There is an idea of harm to the ecosystem/society with unpatched IoT and other network devices though. So perhaps a heavy-handed approach is justifiable.

[eropple]

They were lemons at time of sale, though, we just didn't know it yet. Between that and the ecosystem/society argument, I think it's a no-brainer.

> However, how would you feel about legislation that required five years of dealer service to be included with every automobile sale? Or other products in a similar vein?

This analogy doesn't work for me; software bugs are defects, they aren't something getting old and falling apart. I think that a defect in an automobile should be repaired at manufacturer expense whether it's a year old or twenty.

[__jal]

The operative difference is that intelligent adversaries are not coming up with new and better methods of making your bumper fall off.

The economics of providing 5 years of defensive patching on a $100 device simply does not work.

[snuxoll]

Maybe they need to stop shipping a dozen different $100 models with wildly different specifications and come up with a common platform to reduce support costs, like most other industries.

Support costs increase as fragmentation does, it things sold at a reasonable price and without dozens of variations it would be more feasible to maintain longer supported life cycles - but these companies have no incentive to think beyond the next quarter’s earnings call.

[aaron_m04]

> The operative difference is that intelligent adversaries are not coming up with new and better methods of making your bumper fall off.

Not yet.

[crankylinuxuser]

Then maybe they shouldn't be able to make a profit on doing society wrong in the medium or long term.

[OJFord]

It drives prices up in equivalence with subscription pricing over the typical lifespan.

(i.e. not obviously better or worse)

[eropple]

Subscriptions are ongoing cash-flow. There's no reward to doing a good job, and there's only a perverse reward to not doing a good job--it keeps people subscribed.

Frankly I think the better option might actually be the reverse: a mandatory payout to every customer for every nontrivial security defect. Not sure how you'd adjudicate it, so it's pie-in-the-sky, but take it out of the realm of the class-action lawsuit and see how serious these manufacturers become about correctness.
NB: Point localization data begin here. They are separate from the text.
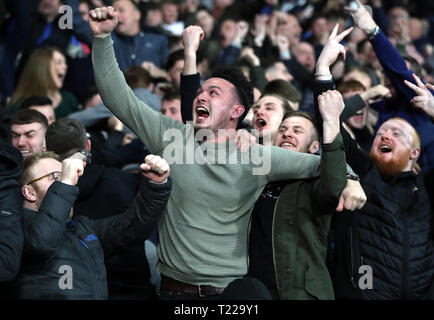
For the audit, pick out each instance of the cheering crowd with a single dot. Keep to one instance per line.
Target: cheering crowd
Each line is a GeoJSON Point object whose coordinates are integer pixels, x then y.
{"type": "Point", "coordinates": [217, 150]}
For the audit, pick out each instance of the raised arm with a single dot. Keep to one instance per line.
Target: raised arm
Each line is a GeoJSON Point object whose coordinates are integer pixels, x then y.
{"type": "Point", "coordinates": [190, 79]}
{"type": "Point", "coordinates": [323, 82]}
{"type": "Point", "coordinates": [122, 231]}
{"type": "Point", "coordinates": [146, 123]}
{"type": "Point", "coordinates": [392, 62]}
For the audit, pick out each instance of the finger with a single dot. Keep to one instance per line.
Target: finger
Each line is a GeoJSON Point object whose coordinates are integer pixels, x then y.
{"type": "Point", "coordinates": [334, 32]}
{"type": "Point", "coordinates": [104, 13]}
{"type": "Point", "coordinates": [160, 166]}
{"type": "Point", "coordinates": [92, 14]}
{"type": "Point", "coordinates": [343, 34]}
{"type": "Point", "coordinates": [412, 86]}
{"type": "Point", "coordinates": [343, 53]}
{"type": "Point", "coordinates": [362, 203]}
{"type": "Point", "coordinates": [98, 13]}
{"type": "Point", "coordinates": [348, 203]}
{"type": "Point", "coordinates": [110, 12]}
{"type": "Point", "coordinates": [340, 206]}
{"type": "Point", "coordinates": [350, 10]}
{"type": "Point", "coordinates": [145, 167]}
{"type": "Point", "coordinates": [418, 81]}
{"type": "Point", "coordinates": [359, 4]}
{"type": "Point", "coordinates": [420, 99]}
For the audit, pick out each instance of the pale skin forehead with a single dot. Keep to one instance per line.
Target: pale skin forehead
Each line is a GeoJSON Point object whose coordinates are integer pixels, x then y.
{"type": "Point", "coordinates": [297, 122]}
{"type": "Point", "coordinates": [219, 84]}
{"type": "Point", "coordinates": [401, 126]}
{"type": "Point", "coordinates": [23, 128]}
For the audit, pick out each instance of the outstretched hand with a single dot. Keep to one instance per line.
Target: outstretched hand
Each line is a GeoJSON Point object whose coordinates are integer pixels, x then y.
{"type": "Point", "coordinates": [352, 197]}
{"type": "Point", "coordinates": [103, 21]}
{"type": "Point", "coordinates": [155, 169]}
{"type": "Point", "coordinates": [191, 38]}
{"type": "Point", "coordinates": [332, 50]}
{"type": "Point", "coordinates": [424, 99]}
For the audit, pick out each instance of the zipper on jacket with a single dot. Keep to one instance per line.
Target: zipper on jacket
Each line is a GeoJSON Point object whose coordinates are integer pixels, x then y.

Businesses fear only the big stick; it should be swung on the consumer's behalf.

[ghaff]

Right. There are differences in incentives and how easy it is to make receiving updates mandatory or the default. But it's reasonable to assume that, however implemented and legislated, everyone ends up--from a financial perspective--having to pay for an ongoing support subscription.

[eropple]

Can you explain to me how a subscription, for which only subscribers get fixes, is not a perverse incentive to ship broken software?
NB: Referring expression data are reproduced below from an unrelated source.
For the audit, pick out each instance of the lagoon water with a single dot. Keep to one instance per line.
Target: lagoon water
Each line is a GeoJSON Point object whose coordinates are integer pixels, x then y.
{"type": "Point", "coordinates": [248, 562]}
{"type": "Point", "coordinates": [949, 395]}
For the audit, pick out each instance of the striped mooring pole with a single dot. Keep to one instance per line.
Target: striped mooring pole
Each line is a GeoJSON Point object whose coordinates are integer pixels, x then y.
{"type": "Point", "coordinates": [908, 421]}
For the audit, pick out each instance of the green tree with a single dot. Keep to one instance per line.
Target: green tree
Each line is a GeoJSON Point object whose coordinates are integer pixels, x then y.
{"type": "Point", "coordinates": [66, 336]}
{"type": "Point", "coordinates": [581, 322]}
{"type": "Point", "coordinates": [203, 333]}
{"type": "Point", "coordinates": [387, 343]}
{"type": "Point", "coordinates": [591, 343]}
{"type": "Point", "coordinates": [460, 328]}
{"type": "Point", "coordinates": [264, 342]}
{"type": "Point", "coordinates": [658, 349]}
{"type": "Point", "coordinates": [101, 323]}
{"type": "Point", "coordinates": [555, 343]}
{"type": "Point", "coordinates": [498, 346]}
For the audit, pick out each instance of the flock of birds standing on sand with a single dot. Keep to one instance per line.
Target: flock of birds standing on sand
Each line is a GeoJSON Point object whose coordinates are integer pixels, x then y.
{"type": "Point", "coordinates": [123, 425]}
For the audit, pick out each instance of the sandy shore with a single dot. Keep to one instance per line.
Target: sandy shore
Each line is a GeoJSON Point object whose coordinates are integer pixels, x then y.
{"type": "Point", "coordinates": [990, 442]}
Normal software has an argument towards subscriptions if it's adding features. But routers shouldn't be adding features. Routers should be fixing bugs.

[ghaff]

Companies seem to be doing a pretty good job of shipping broken software today without the perverse incentive of a subscription.

Companies do buy subscriptions for older software even though they may only be getting security fixes at this point.
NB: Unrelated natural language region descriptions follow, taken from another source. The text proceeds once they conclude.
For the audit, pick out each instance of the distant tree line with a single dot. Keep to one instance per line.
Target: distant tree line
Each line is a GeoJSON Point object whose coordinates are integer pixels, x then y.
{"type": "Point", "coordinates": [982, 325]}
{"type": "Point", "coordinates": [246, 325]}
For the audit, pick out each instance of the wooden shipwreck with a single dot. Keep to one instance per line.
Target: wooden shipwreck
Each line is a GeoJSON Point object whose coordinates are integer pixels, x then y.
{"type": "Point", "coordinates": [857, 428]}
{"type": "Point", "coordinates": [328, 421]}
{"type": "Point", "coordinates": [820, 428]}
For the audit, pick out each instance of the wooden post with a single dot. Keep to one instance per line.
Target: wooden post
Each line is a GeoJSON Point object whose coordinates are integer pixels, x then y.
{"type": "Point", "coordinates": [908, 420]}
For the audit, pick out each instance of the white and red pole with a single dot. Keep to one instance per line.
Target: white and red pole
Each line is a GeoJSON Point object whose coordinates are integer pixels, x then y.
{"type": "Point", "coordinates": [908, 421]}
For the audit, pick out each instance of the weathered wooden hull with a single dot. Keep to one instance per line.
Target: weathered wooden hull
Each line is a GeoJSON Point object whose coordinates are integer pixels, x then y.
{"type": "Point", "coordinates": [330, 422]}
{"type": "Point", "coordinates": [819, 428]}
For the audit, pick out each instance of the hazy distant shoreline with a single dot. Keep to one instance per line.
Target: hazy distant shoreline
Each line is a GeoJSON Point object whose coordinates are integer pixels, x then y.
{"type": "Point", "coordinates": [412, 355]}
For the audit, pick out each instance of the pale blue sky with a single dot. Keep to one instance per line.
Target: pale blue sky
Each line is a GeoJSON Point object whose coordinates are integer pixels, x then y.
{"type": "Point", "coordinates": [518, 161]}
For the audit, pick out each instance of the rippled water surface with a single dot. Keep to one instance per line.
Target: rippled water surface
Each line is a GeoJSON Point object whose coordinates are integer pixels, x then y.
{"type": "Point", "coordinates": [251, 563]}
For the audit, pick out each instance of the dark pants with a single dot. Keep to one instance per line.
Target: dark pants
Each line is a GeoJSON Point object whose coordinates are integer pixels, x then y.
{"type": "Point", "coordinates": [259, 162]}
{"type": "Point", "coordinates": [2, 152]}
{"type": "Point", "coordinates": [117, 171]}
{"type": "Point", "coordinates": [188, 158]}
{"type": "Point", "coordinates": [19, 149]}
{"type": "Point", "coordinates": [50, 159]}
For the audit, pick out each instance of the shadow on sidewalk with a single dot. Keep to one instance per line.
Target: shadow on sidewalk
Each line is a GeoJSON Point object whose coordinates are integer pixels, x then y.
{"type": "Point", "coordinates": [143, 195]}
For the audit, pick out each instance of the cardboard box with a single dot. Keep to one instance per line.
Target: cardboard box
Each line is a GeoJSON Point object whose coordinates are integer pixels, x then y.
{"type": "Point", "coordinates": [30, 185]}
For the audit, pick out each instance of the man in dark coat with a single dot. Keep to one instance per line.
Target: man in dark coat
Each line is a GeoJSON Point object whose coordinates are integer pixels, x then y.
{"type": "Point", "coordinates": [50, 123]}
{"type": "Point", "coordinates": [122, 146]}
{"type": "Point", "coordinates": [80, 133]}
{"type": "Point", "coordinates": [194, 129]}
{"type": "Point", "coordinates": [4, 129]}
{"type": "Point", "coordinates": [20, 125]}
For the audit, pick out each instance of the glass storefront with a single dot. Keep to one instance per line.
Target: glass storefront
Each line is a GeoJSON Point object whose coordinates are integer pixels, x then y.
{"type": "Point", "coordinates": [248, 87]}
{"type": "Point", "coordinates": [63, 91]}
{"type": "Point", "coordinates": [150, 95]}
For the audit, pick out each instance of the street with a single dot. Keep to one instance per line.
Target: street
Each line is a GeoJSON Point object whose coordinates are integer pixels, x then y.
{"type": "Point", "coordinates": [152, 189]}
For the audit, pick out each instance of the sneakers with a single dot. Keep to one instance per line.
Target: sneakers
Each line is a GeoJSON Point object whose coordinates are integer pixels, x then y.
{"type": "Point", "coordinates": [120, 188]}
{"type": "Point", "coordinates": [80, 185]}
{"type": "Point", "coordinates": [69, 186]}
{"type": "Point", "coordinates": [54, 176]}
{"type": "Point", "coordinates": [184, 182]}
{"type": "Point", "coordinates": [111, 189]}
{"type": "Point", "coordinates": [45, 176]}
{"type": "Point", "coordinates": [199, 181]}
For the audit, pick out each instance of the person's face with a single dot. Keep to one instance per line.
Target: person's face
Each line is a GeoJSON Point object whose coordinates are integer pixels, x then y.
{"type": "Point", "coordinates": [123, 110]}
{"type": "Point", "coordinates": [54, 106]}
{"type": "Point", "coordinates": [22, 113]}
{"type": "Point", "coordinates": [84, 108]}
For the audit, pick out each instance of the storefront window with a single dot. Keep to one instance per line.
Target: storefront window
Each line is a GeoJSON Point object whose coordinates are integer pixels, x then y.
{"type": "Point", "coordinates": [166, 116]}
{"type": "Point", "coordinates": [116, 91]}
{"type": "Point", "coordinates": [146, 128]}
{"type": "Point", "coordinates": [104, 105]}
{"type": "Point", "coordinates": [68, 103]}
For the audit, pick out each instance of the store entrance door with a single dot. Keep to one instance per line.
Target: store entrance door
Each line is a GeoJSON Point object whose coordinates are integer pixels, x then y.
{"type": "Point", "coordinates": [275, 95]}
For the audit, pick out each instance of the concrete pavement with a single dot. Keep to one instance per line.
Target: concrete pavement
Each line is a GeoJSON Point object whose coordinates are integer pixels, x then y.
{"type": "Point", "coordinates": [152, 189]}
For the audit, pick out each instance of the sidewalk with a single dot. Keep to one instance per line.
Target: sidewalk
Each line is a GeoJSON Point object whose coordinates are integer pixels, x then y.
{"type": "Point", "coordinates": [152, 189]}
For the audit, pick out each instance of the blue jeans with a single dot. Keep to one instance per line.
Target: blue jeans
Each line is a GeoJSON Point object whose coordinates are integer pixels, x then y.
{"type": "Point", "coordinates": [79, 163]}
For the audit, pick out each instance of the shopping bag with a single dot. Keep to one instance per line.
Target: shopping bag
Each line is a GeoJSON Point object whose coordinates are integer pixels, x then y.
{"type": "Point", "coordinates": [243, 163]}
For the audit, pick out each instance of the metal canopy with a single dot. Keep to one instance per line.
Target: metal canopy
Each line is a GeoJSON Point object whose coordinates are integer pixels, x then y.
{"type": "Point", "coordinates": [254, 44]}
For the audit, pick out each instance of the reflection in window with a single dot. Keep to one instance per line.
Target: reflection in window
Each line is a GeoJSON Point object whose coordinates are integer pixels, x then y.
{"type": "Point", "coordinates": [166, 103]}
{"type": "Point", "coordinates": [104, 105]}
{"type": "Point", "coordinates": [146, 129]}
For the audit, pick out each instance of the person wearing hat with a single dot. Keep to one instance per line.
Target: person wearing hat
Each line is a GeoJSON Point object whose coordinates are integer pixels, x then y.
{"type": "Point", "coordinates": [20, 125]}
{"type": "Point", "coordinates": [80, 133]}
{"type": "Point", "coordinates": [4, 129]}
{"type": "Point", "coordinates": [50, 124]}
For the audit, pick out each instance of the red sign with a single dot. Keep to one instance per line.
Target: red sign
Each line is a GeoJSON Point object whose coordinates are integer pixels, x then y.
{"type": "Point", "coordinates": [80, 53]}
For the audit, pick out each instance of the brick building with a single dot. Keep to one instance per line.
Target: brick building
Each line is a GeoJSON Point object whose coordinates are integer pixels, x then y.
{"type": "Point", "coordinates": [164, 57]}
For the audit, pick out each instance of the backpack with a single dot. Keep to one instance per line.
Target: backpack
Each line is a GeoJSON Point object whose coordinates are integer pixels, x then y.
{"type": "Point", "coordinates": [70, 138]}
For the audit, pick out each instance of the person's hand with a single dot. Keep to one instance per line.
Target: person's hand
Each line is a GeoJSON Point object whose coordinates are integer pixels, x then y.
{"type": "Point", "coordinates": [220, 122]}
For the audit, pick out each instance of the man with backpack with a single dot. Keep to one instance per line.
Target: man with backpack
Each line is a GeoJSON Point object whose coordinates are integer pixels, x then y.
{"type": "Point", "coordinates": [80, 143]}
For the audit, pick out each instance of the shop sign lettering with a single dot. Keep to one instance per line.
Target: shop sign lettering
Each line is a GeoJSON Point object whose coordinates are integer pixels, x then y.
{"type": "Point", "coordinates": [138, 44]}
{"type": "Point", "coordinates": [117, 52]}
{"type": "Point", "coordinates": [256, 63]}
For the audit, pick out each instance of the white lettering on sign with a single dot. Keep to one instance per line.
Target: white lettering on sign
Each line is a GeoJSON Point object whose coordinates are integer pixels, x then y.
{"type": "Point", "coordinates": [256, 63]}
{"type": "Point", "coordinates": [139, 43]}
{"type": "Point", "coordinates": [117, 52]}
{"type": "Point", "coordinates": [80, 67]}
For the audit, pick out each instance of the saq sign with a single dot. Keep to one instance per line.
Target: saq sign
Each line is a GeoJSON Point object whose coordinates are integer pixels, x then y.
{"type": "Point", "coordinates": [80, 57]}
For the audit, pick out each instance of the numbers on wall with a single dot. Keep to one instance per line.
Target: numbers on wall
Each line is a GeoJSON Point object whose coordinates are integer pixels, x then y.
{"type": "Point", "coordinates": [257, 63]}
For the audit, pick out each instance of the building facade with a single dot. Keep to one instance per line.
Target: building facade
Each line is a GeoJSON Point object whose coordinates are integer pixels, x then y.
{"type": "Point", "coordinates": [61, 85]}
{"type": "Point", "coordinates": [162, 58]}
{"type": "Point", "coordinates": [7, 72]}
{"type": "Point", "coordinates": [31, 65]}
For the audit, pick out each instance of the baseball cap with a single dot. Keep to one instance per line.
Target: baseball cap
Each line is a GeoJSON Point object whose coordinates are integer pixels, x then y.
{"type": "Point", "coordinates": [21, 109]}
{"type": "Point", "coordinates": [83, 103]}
That said, I do think bundling longer-term updates into the cost is better insofar as it means buyers don't get a choice to just use the unpatched software. But it does mean that companies can cut costs by just not patching software at all or for a short period (as today).

[eropple]

> But it does mean that companies can cut costs by just not patching software at all or for a short period (as today).

Sure. Hence the use of a very big stick.

The lack of restraint on bad actors is a societal problem, not an economic one.

[ghaff]

Of course, it's a big stick for both vendors and users. Vendors need to patch the software for N years (or whatever) and, given a competitive market, users have to pay for it.

[anderskaseorg]

Maybe the manufacturers would figure out more efficient solutions given incentives that encouraged them to do so. For example, they might decide it’d be more efficient to use OpenWrt than to do separate security maintenance for N incompatible closed platforms.